Mixed trading characterized the movement of US crude oil futures contracts, exhibiting both upward and downward movements and currently hovering near its lowest level at $80.45 per barrel.
From a technical standpoint, we lean towards a bearish bias in our trading outlook, albeit cautiously. This is supported by the beginning of a negative crossover of the simple moving averages, with the 50-day moving average exerting downward pressure on the price from above. Additionally, the relative strength index is signaling negativity.
With daily trading below the resistance level of $81.40, the bearish trend is expected to persist, albeit temporarily.
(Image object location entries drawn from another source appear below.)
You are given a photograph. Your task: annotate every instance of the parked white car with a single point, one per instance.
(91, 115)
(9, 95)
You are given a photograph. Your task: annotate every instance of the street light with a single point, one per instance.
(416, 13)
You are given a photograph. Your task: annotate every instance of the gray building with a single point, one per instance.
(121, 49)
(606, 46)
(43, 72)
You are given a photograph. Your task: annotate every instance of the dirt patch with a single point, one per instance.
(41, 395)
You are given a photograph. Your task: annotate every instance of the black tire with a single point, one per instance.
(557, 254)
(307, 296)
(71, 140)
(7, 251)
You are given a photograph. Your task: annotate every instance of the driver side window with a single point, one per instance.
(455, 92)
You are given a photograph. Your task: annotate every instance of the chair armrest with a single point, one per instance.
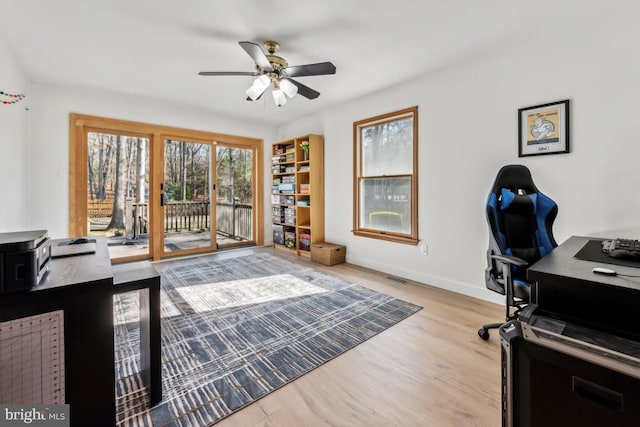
(506, 259)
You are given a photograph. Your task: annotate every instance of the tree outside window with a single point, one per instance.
(385, 176)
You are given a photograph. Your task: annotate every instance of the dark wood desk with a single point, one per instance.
(81, 286)
(144, 279)
(566, 286)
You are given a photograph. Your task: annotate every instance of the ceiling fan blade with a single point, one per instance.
(259, 96)
(228, 73)
(257, 54)
(318, 69)
(305, 91)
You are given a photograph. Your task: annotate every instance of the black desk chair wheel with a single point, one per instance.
(520, 220)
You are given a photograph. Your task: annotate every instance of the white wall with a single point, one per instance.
(13, 143)
(468, 130)
(49, 148)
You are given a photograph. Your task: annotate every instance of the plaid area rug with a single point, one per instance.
(234, 330)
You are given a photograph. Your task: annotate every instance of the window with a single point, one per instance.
(385, 177)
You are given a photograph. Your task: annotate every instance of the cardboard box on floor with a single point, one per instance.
(328, 253)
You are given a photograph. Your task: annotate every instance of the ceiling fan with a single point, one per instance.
(274, 71)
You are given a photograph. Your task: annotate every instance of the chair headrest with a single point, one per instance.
(519, 202)
(514, 177)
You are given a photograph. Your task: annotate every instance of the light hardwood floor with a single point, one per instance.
(431, 369)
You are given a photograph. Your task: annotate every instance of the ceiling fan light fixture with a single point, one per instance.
(258, 87)
(278, 97)
(288, 88)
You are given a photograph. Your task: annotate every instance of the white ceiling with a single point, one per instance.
(156, 47)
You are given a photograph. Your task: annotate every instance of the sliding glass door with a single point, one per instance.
(118, 191)
(235, 199)
(157, 191)
(188, 220)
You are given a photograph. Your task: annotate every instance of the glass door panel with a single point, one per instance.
(235, 195)
(187, 209)
(118, 192)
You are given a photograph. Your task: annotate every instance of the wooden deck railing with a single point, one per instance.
(234, 220)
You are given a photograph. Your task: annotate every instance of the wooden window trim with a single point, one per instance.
(412, 238)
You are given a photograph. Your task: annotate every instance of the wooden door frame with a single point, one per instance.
(78, 125)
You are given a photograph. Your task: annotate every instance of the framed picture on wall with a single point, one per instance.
(543, 129)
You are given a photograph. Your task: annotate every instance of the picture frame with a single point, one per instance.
(543, 129)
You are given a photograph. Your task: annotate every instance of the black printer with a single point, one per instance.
(24, 259)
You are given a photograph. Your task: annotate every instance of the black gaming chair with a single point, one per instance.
(520, 219)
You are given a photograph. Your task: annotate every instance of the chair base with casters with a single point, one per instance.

The initial target is set at $79.90, and breaking below this level could pave the way for further declines towards $79.50.
On the upside, a return to stability in trading above $81.45 would negate the temporary bearish bias and set oil prices on an upward trajectory, with initial targets beginning at $82.45.
Warning: Today’s trading may be impacted by a speech from Jerome Powell, Governor of the Federal Reserve, potentially leading to increased price volatility.
Warning: Given ongoing geopolitical tensions, there is a high level of risk, which may result in heightened price volatility.
Note: Trading on CFDs involves risks. Therefore, all scenarios may be possible. This article is not a recommendation to buy or sell but rather an explanatory reading of the price movement on the chart.